The United States Department of Housing and Urban Development has taken the position that if an animal qualifies as a “support” or “assistance” animal, an across the board breed prohibition would not stand up.  An association can prohibit vicious animals from being kept as emotional support animals, but only on a case by case basis as to the specific animal, and not generally based on the breed.  A recent Florida District Court also held that a condominium association could not deny a member’s request for an emotional support animal simply on the basis that there is a local dangerous breed ordinance since the FHA supercedes local ordinances.

No government agency keeps track of such figures, but in 2011 the National Service Animal Registry, a commercial enterprise that sells certificates, vests, and badges for helper animals, signed up twenty-four hundred emotional-support animals. Last year, it registered eleven thousand!

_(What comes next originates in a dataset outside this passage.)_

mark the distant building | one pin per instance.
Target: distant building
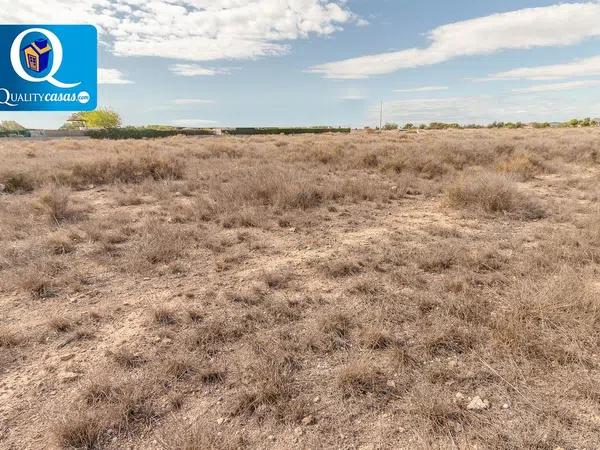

Because of services that allow individuals to simply pay a flat fee to get a license that qualifies the animals as an emotional support animal and, based on the above, associations should take the initiative in adopting emotional support / companion animal policies and procedures before the next request.   For example, once a person has been allowed an emotional support or companion animal, the association may, within a reasonable time from the original accommodation, request the member to provide a letter from his or her doctor re-certifying their need for an emotional support / companion animal.

The failure to properly accommodate a disabled person’s request can lead to an expensive and time consuming lawsuit, which can award attorney’s fees and costs to the disabled person. The Association can avoid pitfalls must remember that a reasonable accommodation under the Fair Housing Act is a highly fact-specific analysis and must be reviewed on a case-by-case basis and that associations can avoid pitfalls by seeking the assistance of its professionals when in receipt of such a request.